A proposal to have Central Maine Power Co. set up a $500,000 fund to help residential customers harmed by the coronavirus pandemic pay their electricity bills was rejected Tuesday by state regulators, who said the plan was well intended but not well targeted.
The fund, which would have been paid for by CMP shareholders, was part of a settlement reached between the utility and the Maine Public Advocate’s Office regarding the way CMP notified customers about its winter disconnection practices since 2015.
But during deliberations at the Public Utilities Commission on Tuesday, the two attending commissioners said the proposal fell short of public-interest legal requirements. They questioned whether earmarking the money for customers who were financially impacted by the pandemic would actually help the same people who received the disconnection notices.
“It is not clear what the overlap is, if any, between customers who received improper discount notices and those impacted by COVID-19,” said Phil Bartlett, the PUC’s chair.
It’s now up to the PUC lawyer overseeing the case, known as the hearing examiner, to decide how to proceed.
CMP reacted to the development by again acknowledging that it sent out improperly worded notices and that it remained committed to the idea of providing financial assistance.
“We respect the result of the commission’s deliberations and await further direction from the commission and its staff on the additional procedural steps necessary to bring the investigation to a close,” the utility said in a statement.
Allegations that CMP used incorrect or misleading information in warning notices sent to customers with past-due bills led to an investigation by the PUC last winter. The proposed settlement was an outgrowth of that case.
Under the terms of the now-rejected plan, CMP would have paid into a fund, in lieu of an administrative penalty. The money would have been distributed through the Energy Crisis Intervention Program and administered by a state agency, possibly the Maine State Housing Authority.
The fund recipients would have been selected by the Public Advocate’s office. The PUC commissioners also took issue with that idea. Bartlett noted the PUC was required by law to have oversight over such things.

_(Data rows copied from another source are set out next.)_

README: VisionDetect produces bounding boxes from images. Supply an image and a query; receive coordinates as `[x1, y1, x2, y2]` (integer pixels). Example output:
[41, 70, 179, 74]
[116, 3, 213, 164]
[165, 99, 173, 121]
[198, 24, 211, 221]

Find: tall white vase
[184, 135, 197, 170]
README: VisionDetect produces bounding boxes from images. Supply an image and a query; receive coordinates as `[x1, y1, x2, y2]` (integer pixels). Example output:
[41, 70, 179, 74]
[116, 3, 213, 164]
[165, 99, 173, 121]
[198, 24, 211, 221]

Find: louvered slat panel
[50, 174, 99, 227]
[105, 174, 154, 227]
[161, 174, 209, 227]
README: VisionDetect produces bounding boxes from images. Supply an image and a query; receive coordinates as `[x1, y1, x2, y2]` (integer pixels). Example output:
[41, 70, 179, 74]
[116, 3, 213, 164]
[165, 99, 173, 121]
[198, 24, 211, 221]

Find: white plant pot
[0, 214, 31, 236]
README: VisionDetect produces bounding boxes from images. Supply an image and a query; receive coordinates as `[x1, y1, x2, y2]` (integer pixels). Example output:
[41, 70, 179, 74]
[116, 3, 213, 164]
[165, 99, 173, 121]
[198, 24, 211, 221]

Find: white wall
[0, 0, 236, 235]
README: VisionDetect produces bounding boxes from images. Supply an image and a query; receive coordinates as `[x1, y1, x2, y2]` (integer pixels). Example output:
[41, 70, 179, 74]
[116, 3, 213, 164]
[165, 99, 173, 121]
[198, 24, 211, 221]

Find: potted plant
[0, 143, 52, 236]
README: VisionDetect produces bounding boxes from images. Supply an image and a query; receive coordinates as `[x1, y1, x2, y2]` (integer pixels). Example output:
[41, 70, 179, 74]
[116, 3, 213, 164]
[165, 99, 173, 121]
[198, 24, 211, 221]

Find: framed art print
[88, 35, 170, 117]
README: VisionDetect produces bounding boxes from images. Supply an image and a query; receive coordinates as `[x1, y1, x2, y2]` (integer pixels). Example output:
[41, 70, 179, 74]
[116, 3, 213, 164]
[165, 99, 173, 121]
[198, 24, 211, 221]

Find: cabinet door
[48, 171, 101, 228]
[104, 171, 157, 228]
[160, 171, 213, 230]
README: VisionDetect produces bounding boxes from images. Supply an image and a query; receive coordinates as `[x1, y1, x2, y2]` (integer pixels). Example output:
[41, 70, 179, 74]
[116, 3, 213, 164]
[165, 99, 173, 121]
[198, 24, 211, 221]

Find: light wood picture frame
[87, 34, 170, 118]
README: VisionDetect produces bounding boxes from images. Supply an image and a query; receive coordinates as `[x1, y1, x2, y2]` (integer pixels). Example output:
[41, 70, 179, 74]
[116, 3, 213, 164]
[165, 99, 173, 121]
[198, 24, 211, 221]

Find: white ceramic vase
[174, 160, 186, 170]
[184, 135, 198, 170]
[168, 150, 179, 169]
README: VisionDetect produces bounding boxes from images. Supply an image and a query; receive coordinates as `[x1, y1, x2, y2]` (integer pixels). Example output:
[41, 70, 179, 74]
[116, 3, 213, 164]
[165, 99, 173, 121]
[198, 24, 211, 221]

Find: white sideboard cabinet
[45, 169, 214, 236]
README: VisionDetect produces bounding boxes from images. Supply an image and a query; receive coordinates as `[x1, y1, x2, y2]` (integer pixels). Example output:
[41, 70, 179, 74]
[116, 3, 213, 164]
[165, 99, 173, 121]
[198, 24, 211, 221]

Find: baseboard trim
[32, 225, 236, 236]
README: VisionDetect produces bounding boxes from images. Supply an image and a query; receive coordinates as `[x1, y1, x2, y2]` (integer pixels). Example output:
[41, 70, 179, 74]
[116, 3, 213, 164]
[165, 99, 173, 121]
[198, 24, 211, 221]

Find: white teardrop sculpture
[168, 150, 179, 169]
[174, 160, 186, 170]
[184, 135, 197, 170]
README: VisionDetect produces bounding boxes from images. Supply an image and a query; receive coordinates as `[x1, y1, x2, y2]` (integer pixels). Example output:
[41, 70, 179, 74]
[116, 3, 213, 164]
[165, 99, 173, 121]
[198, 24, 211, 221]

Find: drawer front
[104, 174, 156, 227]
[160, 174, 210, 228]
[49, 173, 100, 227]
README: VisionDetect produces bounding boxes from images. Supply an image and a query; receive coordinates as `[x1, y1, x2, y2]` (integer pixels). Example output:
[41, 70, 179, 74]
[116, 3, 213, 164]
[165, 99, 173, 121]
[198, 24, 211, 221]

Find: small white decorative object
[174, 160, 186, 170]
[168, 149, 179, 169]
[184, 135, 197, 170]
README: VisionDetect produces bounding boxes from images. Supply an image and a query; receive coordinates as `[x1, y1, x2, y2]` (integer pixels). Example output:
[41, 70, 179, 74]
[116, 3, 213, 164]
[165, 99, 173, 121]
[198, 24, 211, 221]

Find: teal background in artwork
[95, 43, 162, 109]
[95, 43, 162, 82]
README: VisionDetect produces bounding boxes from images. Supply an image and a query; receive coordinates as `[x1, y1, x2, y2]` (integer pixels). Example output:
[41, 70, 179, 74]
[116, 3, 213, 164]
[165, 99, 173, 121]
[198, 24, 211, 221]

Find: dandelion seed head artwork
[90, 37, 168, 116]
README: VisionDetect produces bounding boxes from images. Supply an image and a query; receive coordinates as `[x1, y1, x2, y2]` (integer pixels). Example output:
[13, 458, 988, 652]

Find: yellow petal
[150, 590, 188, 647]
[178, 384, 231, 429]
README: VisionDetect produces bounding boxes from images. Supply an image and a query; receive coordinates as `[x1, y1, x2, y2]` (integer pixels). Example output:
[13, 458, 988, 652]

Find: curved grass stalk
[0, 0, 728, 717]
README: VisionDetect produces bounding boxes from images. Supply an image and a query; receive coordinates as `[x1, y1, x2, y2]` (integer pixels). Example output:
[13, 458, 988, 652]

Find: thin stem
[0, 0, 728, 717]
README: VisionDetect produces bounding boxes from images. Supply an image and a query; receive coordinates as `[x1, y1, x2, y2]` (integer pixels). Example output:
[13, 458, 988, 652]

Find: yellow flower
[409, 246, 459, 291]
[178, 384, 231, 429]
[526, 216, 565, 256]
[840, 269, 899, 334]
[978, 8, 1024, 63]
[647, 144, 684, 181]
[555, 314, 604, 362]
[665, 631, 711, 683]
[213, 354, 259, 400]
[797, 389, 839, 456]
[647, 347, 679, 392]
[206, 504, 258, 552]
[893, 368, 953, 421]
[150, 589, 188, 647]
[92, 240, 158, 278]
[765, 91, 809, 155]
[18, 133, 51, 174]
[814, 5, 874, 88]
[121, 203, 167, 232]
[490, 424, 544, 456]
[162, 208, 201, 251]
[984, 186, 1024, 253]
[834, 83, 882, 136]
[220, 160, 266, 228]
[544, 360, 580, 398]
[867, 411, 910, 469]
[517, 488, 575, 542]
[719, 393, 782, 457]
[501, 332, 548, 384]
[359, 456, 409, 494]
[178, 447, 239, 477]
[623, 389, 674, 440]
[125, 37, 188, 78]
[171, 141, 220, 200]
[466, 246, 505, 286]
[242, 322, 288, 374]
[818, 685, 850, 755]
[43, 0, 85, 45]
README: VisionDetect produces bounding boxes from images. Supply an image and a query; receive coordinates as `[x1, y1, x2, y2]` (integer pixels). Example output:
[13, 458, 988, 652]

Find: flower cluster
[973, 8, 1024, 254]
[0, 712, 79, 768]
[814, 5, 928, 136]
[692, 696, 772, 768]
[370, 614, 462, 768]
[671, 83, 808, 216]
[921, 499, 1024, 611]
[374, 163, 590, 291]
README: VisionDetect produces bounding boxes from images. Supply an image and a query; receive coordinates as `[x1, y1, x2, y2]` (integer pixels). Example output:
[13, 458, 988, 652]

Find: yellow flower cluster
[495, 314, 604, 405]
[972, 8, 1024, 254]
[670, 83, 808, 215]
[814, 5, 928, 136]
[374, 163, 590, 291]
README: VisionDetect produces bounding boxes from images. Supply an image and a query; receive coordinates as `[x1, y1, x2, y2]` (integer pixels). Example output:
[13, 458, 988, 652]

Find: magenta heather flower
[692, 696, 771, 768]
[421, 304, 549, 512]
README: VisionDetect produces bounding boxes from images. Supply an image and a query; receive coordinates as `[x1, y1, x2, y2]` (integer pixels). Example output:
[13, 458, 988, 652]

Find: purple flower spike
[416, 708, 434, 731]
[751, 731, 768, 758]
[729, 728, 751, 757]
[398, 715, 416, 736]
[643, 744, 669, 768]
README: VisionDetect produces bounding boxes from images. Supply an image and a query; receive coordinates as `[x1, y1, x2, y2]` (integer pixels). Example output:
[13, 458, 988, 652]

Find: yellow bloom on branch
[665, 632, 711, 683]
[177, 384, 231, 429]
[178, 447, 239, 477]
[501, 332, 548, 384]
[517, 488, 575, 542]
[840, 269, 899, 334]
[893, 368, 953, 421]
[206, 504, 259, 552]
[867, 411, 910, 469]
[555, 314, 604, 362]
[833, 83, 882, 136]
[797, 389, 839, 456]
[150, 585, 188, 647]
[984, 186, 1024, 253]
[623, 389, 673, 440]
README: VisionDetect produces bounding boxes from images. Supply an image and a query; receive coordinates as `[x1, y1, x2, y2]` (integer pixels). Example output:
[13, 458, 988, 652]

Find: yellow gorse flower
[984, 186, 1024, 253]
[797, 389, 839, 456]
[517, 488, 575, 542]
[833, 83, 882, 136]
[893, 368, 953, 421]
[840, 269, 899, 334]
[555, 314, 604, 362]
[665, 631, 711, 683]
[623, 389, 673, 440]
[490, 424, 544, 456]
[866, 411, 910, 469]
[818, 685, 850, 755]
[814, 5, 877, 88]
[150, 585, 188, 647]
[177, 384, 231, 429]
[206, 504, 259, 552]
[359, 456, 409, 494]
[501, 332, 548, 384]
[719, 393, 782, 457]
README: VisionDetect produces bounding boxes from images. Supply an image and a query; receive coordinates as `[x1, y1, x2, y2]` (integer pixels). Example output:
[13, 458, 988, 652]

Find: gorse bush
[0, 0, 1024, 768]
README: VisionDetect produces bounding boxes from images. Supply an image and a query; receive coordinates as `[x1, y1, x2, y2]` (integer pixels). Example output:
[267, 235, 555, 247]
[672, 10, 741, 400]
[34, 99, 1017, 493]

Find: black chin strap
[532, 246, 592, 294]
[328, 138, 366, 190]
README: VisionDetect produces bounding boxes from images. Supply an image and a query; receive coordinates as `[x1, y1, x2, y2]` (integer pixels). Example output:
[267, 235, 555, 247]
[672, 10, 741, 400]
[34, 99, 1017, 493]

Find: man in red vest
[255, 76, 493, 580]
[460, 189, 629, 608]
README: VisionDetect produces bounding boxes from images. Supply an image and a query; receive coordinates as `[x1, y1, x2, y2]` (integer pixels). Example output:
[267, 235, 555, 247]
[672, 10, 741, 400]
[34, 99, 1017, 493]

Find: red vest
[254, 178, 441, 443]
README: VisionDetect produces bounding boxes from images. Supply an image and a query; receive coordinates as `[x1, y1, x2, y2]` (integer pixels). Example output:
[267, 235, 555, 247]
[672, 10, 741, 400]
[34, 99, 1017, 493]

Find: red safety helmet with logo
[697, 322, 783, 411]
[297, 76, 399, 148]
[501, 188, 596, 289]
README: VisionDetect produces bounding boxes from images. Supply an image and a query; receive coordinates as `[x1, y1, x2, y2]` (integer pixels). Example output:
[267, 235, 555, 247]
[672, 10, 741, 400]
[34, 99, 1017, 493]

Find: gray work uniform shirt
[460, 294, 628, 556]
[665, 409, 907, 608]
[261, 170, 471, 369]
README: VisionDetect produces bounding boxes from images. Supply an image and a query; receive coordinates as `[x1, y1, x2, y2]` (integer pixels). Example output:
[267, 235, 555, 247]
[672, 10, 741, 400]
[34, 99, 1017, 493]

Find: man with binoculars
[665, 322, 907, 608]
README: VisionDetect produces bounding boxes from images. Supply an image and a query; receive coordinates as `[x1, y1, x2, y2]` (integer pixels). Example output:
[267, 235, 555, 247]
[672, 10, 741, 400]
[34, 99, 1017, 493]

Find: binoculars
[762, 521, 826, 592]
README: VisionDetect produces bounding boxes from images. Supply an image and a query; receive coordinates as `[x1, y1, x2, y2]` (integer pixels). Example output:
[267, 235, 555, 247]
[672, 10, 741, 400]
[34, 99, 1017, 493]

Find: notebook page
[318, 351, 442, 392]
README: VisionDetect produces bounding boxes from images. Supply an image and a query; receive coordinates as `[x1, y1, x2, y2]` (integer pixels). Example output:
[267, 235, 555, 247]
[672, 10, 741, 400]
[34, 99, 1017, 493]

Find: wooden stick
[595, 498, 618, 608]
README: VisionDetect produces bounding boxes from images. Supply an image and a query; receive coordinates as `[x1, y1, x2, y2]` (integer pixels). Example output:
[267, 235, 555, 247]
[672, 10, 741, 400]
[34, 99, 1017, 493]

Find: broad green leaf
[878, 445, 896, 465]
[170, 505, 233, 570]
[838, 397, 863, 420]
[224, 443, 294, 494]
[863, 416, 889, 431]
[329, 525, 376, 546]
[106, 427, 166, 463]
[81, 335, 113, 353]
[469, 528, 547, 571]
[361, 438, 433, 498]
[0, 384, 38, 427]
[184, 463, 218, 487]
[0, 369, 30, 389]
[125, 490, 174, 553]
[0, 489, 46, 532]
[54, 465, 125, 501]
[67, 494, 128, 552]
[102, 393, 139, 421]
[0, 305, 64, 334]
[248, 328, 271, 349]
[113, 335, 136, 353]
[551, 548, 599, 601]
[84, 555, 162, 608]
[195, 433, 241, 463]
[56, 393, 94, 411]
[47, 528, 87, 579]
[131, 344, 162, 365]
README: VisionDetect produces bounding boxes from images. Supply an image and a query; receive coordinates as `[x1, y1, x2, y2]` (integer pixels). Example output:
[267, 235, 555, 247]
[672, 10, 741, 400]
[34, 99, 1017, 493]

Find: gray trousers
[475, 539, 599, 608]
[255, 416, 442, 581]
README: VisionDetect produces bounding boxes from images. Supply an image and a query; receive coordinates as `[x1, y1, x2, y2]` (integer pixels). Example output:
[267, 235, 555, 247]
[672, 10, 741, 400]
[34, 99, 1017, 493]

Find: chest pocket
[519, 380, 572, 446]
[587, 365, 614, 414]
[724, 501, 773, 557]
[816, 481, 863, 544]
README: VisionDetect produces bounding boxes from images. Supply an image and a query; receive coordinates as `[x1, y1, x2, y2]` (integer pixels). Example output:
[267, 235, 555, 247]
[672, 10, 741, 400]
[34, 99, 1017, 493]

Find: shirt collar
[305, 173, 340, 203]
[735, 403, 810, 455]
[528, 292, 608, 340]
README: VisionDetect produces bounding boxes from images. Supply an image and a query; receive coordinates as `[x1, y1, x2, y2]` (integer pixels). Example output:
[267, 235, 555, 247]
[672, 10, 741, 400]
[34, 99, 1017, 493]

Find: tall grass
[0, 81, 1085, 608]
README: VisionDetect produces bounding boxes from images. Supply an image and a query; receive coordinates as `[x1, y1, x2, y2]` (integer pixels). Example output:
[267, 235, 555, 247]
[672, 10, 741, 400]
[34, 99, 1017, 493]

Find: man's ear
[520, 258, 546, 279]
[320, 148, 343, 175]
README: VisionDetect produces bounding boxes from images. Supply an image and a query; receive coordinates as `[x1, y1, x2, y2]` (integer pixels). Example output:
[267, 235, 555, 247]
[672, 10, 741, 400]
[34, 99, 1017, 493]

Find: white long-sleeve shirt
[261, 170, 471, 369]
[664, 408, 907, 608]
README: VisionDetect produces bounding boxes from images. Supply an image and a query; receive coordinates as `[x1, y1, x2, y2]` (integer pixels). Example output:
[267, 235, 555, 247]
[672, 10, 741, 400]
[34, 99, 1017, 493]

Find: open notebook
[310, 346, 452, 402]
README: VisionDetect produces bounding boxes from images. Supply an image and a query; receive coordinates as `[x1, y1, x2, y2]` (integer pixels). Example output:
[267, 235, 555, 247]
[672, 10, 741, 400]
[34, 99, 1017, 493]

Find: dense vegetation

As part of the initial agreement, CMP also would send a letter to customers who received improper disconnection notices acknowledging that it violated PUC rules. CMP would clarify that it can only disconnect customers between Nov. 15 and April 15 with approval of the PUC’s consumer assistance division. The company also would issue a public statement of clarification and apology.
Going forward, CMP would revise its customer communications regarding winter disconnects and be subject to an annual review of its practices.
The coronavirus pandemic has led the PUC to order all utilities to suspend disconnections until further notice.
In another case, the PUC is asking the state’s electric utilities and natural gas distribution companies to provide an accounting of how the pandemic is affecting the ability of customers to pay their bills. The agency is worried that unpaid bills will push rates higher for other customers.